Changing from a church use for 75 years is difficult for many in the neighborhood, but as one attendee in the audience put it, the current duplex zoning is problematic and Weatherford’s proposal is “the lesser of two evils.”
Livable space in each unit ranges from 2,340 square feet to 3,036 square feet, and a 400-square-foot, two-car garage is attached to each one. Weatherford estimates pricing will be $1 million to $1.3 million. This brought some angst to the crowd as housing affordability is top of mind for city and citizens. Neighbor Camille Gilchriest challenged Weatherford, Kingston and other Glencoe Park neighbors about affordability of new home ownership at these prices and asked both Weatherford and Kingston for at least one unit that could be offered at a price considered affordable. Neither committed.
Questions pertaining to traffic, drainage and trees were posed by the neighbors. Kingston shared that she had spoken to city staff in charge of each discipline and felt comfortable with the project as proposed. Specifically on traffic, she noted that city staff had reviewed the plan and determined additional traffic would be “negligible,” and no traffic-management plan was necessary.
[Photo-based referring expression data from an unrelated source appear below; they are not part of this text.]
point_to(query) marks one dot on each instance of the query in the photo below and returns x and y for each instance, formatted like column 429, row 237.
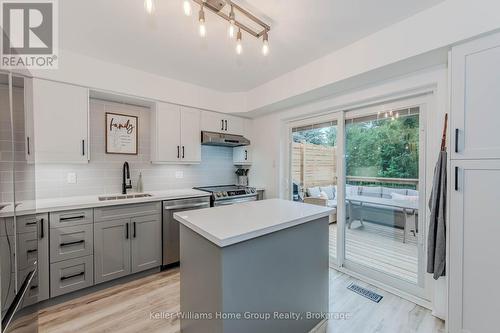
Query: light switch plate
column 71, row 178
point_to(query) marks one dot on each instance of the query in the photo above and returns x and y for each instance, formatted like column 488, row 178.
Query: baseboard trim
column 321, row 327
Regarding the existing trees, Kingston said that the city’s arborist believes this plan “has the greatest chance to save the existing trees.”
Neighbor Martha Carlson immediately challenged Kingston on the tree issue, saying she had a certified arborist review the plans and the existing trees and came to a much different conclusion.
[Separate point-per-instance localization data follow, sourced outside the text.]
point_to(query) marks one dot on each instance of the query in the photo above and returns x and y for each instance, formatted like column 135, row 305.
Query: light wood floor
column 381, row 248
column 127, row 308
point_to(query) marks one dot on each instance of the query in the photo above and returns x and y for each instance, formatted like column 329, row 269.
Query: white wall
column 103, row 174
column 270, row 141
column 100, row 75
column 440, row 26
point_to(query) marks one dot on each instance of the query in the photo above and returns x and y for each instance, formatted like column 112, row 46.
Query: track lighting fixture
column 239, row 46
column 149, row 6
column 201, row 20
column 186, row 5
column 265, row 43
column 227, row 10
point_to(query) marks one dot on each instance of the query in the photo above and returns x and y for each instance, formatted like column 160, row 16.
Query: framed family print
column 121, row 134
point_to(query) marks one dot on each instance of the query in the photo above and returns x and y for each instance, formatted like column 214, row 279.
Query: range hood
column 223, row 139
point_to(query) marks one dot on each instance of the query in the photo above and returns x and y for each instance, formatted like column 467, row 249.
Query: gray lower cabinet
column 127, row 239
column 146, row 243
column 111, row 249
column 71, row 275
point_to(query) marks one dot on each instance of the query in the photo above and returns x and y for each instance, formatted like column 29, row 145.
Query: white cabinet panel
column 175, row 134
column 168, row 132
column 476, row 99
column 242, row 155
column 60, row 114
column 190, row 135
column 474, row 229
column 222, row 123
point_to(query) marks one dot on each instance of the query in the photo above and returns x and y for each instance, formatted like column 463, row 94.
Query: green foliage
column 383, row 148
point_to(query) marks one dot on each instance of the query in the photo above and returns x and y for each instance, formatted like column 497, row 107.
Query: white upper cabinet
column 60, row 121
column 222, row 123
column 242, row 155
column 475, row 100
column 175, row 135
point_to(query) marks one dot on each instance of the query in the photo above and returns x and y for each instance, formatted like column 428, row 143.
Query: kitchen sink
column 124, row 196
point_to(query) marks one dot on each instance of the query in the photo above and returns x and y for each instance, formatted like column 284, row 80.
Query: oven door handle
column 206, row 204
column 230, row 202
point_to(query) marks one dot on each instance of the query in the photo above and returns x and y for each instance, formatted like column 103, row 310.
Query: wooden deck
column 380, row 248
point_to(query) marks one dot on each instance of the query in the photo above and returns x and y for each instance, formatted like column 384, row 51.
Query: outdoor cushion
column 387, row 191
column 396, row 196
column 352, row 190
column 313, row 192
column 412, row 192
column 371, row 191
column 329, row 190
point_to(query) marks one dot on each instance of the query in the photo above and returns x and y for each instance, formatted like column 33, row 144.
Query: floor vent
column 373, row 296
Kingston wrapped the meeting by stressing her support for neighborhood self-determination. Asking for a show of hands in favor, a majority of the crowd raised their hands. She shared her inclination to support Weatherford’s proposal for several reasons:
- Fewer curb cuts
- Two story limitation
- More potential for short-term rentals with the by-right duplex plan
- Provision for guest parking
- Options for the immediate corner including a pollinator garden, flower plantings, vegetable gardens, bird sanctuary
A meeting of the City Plan Commission to review and vote on the project is not currently scheduled but will likely happen in the next few months. The City Council will then hear the case, consider the plan commission recommendation and take the final vote. Interestingly, current District 14 Council member Paul Ridley was on the plan commission when Pine Tree Court came before the commission in 2012 and voted to approve the development.
Byrd says Mockingbird Community Church’s 19 members will vote on how to distribute 100% of the proceeds to other ministries.
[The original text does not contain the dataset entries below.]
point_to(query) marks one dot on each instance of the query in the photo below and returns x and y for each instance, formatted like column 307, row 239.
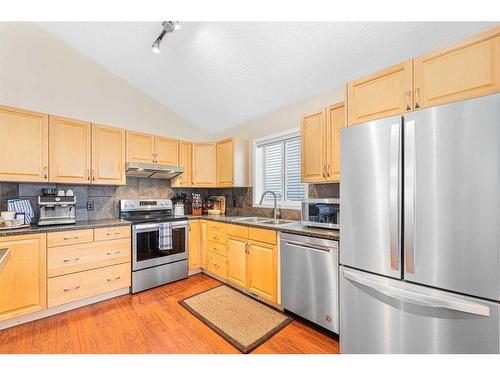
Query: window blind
column 282, row 169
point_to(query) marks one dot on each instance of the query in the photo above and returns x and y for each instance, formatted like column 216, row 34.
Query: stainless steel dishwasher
column 310, row 279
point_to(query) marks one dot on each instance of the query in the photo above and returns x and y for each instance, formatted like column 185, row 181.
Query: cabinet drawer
column 112, row 233
column 217, row 227
column 237, row 230
column 217, row 248
column 68, row 259
column 217, row 264
column 68, row 288
column 217, row 237
column 70, row 237
column 262, row 235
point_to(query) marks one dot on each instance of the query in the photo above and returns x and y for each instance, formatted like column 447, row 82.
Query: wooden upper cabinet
column 382, row 94
column 225, row 162
column 166, row 151
column 108, row 155
column 140, row 147
column 262, row 270
column 335, row 121
column 23, row 275
column 204, row 167
column 237, row 260
column 313, row 147
column 185, row 161
column 464, row 70
column 24, row 145
column 69, row 144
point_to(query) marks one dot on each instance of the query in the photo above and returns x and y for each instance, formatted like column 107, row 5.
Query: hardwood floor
column 149, row 322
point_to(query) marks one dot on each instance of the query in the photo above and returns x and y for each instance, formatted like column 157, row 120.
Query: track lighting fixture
column 168, row 27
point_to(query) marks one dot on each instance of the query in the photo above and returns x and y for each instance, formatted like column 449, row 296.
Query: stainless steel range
column 153, row 263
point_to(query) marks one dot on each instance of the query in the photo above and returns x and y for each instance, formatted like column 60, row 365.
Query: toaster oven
column 323, row 213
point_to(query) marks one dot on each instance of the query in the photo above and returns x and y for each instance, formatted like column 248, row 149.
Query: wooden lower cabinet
column 216, row 264
column 75, row 286
column 253, row 264
column 262, row 269
column 237, row 260
column 194, row 244
column 23, row 275
column 63, row 260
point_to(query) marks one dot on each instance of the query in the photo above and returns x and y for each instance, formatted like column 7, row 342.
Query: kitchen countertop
column 87, row 224
column 294, row 228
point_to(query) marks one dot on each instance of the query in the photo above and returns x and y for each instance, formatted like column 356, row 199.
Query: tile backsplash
column 239, row 201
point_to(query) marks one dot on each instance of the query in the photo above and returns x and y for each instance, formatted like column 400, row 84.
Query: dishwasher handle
column 311, row 246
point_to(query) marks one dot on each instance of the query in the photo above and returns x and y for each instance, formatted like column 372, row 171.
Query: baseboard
column 62, row 308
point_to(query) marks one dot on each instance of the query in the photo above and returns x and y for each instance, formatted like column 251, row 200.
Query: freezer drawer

“Our desire is that out of the ashes and death of this local church, new churches and ministries will be born or rebirthed,” Byrd says. “The greatest effect Mockingbird Community will have will be on the future. I really don’t care if anyone ever remembers me, but that years from now people say this, whatever this is, would never have happened except for the gift years ago from Mockingbird Community Church.”
Editor’s Note (Oct. 13 at 1:45 p.m.): A previous version of this story misstated the size of each unit. The change reflects the living space of each unit, which ranges from 2,340 square feet to 3,036 square feet.